A recent model of transcriptional bursting that includes an additional promoter state to decouple RNAPII pausing from RNAPII recruitment more accurately describes steady-state transcriptional bursting [7,19]. Here, we explored if this three-state promoter model of transcription, which explicitly models the transcriptional steps of chromatin remodeling, polymerase recruitment, and polymerase pause release, could also capture features of noisy inducible transcription. Through deterministic and stochastic simulations, we explored parameter ranges for a three-state promoter model that describe chromatin environments of quiescent-but-inducible promoters in a range of biological contexts. We found that upon transcriptional activation implemented by increasing the polymerase pause release rate, changes in gene expression noise varied significantly across initial promoter states. We then fit our model simulations to time-resolved, single-cell experimental data of how NF-κB activation induces transcription of latent HIV viruses integrated into different chromatin environments. We found that the model accurately captured how exogenous stimulation of NF-κB differentially affected transcriptional noise and viral reactivation initiated in a range of basal states. Furthermore, the model allowed for exploration of the influence of multiple NF-κB-mediated steps in transcriptional activation. We anticipate this model will offer a means to connect transcriptional bursting to upstream signaling pathways, with applications that extend to other NF-κB-mediated biological systems, and potentially other signaling pathways.
Results
Steady-state analysis of a transcriptional cycling model reveals that distinct rate ratios control promoter accessibility versus transcriptional cycling
To explicitly consider the effect of promoter accessibility and RNAPII pausing on transcriptional noise, we explored a previously published three-state promoter model [19]. In this model, transcription of a target gene is regulated by its promoter which transitions between three states, only one of which is productive for producing mRNA (Fig 1A). The rate at which the unavailable promoter (UP) state transitions to the available promoter (AP) state is the burst initiation rate (BIR) and the returning promoter transition rate is the burst termination rate (BTR). These two rates could be assumed to describe the remodeling of the chromatin environment surrounding the promoter that increases promoter availability [17,37], including nucleosome repositioning in the case of HIV [38]. The rate at which RNAPII and the associated transcriptional machinery binds to the AP state and transitions to the bound promoter (BP) state is the polymerase binding rate (PBR). In the BP state, which is assumed to describe an initiated but paused promoter [39], the rate at which the promoter releases an elongated transcript and returns to the AP state is the polymerase pause release rate (PPRR). Elongated transcripts are translated into protein at a rate Kp, and degradation of mRNA and proteins is modeled as a first-order process. We assume that only one polymerase can bind at a time, and that the polymerase remains paused until released [39,40]. If the promoter continuously cycles between the AP and BP states, then a burst of transcription occurs, and therefore we refer to this model as a transcriptional cycling model. Alternatively, the BP state returns to the UP state with the same BTR as the AP transitions to UP state, denoting a burst termination event. As in previous applications of this model, we assumed that the rate of transition to the UP state from either the AP or BP state is the same, because the biological processes regulating these transitions–namely, TF removal and chromatin remodeling–are similar to each other and distinct from the biological processes governing the other transition rates [7,19].
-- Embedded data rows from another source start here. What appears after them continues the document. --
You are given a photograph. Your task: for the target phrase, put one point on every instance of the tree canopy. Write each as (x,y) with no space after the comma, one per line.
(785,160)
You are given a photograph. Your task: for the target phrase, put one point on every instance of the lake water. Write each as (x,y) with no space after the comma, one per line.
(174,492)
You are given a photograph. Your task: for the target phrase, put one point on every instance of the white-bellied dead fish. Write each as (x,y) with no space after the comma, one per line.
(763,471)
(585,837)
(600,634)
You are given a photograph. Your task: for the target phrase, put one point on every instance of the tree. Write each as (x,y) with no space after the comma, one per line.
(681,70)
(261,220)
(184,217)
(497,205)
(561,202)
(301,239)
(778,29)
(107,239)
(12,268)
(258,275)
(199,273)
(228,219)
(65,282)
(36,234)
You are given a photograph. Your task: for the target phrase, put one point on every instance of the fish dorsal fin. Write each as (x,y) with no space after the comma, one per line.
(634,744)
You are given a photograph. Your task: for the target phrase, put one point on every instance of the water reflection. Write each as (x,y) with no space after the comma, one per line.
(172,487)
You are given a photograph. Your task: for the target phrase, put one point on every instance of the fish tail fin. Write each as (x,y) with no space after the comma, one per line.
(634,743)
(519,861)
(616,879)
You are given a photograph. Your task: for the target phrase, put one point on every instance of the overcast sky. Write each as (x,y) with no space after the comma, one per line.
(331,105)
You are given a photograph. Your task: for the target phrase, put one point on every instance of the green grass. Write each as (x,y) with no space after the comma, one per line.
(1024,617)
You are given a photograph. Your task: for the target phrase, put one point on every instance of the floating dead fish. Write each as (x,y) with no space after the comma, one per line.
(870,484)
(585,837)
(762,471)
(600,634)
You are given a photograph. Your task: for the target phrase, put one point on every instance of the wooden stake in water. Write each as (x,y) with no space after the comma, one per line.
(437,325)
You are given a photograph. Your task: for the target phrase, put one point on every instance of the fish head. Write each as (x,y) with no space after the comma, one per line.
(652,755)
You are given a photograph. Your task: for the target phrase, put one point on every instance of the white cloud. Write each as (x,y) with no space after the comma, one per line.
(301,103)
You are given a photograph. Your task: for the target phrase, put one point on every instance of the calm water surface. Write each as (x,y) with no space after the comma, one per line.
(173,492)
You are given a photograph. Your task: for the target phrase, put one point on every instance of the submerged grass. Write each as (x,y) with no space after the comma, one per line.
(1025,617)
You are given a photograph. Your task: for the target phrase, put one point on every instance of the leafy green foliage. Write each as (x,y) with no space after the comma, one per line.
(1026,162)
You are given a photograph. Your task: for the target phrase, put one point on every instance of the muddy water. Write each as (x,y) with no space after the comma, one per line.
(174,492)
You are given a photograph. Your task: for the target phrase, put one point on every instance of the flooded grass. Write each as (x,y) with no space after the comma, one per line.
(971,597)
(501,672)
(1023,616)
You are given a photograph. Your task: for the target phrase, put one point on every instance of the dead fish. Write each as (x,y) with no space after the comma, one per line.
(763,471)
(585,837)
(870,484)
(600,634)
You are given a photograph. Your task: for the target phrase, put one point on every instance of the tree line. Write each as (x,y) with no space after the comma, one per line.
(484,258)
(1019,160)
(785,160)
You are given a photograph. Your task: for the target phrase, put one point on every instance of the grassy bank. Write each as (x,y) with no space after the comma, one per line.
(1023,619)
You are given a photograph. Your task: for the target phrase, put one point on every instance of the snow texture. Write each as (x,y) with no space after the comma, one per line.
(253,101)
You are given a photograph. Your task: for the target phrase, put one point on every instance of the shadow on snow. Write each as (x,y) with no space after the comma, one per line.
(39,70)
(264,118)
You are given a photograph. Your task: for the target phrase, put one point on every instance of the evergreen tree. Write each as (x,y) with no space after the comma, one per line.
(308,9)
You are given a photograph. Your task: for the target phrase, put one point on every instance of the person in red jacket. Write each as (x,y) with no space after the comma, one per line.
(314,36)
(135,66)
(A) Schematic of three-state transcriptional cycling model, including five species: an unavailable promoter (UP, in blue), an available (but unbound) promoter (AP, in teal), a bound promoter (BP, in yellow), RNA, and protein. A cycle of transcription occurs when the promoter transitions from BP to AP and back to BP. (B-C) Deterministic solution of steady-state mRNA counts when varying BIR and BTR for fixed values of PBR and PPRR (B) or when varying PBR and PPRR for fixed values of BIR and BTR (C). Parameter ranges are varied low to high via arrow directionality and correspond to the following sets: PBR = [0.1 0.5 1 5 10 50 100 500] hr-1, PPRR = [0.1 0.5 1 5 10 50 100] hr-1, BIR = [0.005 0.01 0.05 0.1 0.5 1 5 10 50] hr-1, and BTR = [0.005 0.01 0.05 0.1 0.5 1 5 10 50] hr-1. Heatmap indicates log of average mRNA levels. (D-E) Pie charts representing the fractional probability of UP (blue), AP (teal), and BP (yellow) when varying the BIR:BTR ratio for fixed PBR and PPRR (D) or when varying PBR:PPRR ratio for fixed BIR and BTR (E). (F-G) Fano Factor calculated for the same range of simulations presented in (D) and (E), respectively. Fractional promoter state probabilities and Fano factors were calculated from 1,000 single-cell stochastic simulations under basal conditions out to 10 days for each parameter combination. Square inset in (B) corresponds to the following parameter set: PBR = 10 hr-1, PPRR = 10 hr-1, BIR = [0.01 0.05 0.1 0.5 1] hr-1, and BTR = [0.01 0.05 0.1 0.5 1] hr-1. Square inset in (C) corresponds to the following parameter set: BTR = 0.1 hr-1, BIR = 0.1 hr-1, PPRR = [1 5 10 50 100] hr-1, and PBR = [1 5 10 50 100] hr-1.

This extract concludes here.